Republicans came into this election cycle licking their chops over the unique opportunity they have in the Senate, where Democrats will defend 26 seats to the GOP’s nine. Ten of those races will take place where incumbent Democrats have to defend seats in states that Donald Trump won in 2016. If the GOP picks up even half of those seats, they’ll have a firm majority for the remainder of Trump’s term.

Prospects for pickups outside those seats look grim — or do they? The New York Times sent up a warning about New Jersey, where Democrats decided to stand by Robert Menendez despite his trial and Senate Ethics probe over corruption allegations. After squeaking by an unknown primary opponent, Menendez is suddenly looking vulnerable:

In theory, Mr. Menendez, 64, should win easily: Registered Democratic voters outnumber Republicans by nearly 900,000; President Trump remains deeply unpopular; contested congressional races are energizing Democrats; and he has the backing of a Democratic machine that still has enough clout to deliver victory.

But despite the advantages, Mr. Menendez has shown signs of weakened support. In the primary, Lisa McCormick, a small-business owner and unknown candidate with virtually no money, managed to win nearly 40 percent of the vote. A significant number of voters view Mr. Menendez unfavorably, according to recent polls. Real Clear Politics, a nonpartisan polling aggregate site, downgraded Mr. Menendez’s chances from “likely Democrat” to “leans Democrat.”

His Republican opponent, Bob Hugin, 64, a wealthy former pharmaceutical executive, has already spent $15 million of his own money on the race, largely on negative attack ads. New Jersey residents tuning into the World Cup were constantly reminded of Mr.
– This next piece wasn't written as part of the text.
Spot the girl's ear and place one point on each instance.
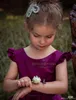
(26, 27)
Menendez’s federal corruption trial. A recently formed separate super PAC called Integrity NJ that focuses on defeating Mr. Menendez has already raised over $2 million.

Just how much risk is there for Democrats in New Jersey? Hillary Clinton won the state 55/41 in 2016, only slightly off from Barack Obama’s 58/41 performance four years earlier. Menendez won that 2012 race 58/40 against state senator Joe Kyrillos. Without a presidential or gubernatorial race on the ticket, however, turnout and Menendez’ smelly reputation might make this at least an interesting race.

The bigger risk is the need to commit resources to defend the seat. Hugin’s self-funding, unlike Kyrillos, although other groups are coming to Hugin’s aid and the RNC is likely to turn up the volume on its efforts. Democratic committees haven’t spent much money there yet, but Menendez says that the DSCC might start contributing some resources. If so, it will necessarily shift them from resources meant to strengthen some of the red-state Democrats fighting for their political lives in places like Indiana, West Virginia, Missouri, and North Dakota, among others. The state party is now fundraising to help Menendez out, which will distract them from some of the important House races they want to support. Menendez could end up being a drain that might tilt other races outside and inside of New Jersey besides his own.

If so, Democrats deserve what they get for continuing to support Menendez. His corruption trial ended with a hung jury largely because prosecutors couldn’t quite meet the McDonnell bar in proving quid pro quo, but the favors that flowed back and forth between Menendez and Medicare scam artist Salomon Melgen was bad enough to warrant expulsion from the Senate. Instead of looking for a new candidate with a better handle on ethics, Democrats doubled down on Menendez. He’ll probably survive in the election, but a loss would serve Democrats right.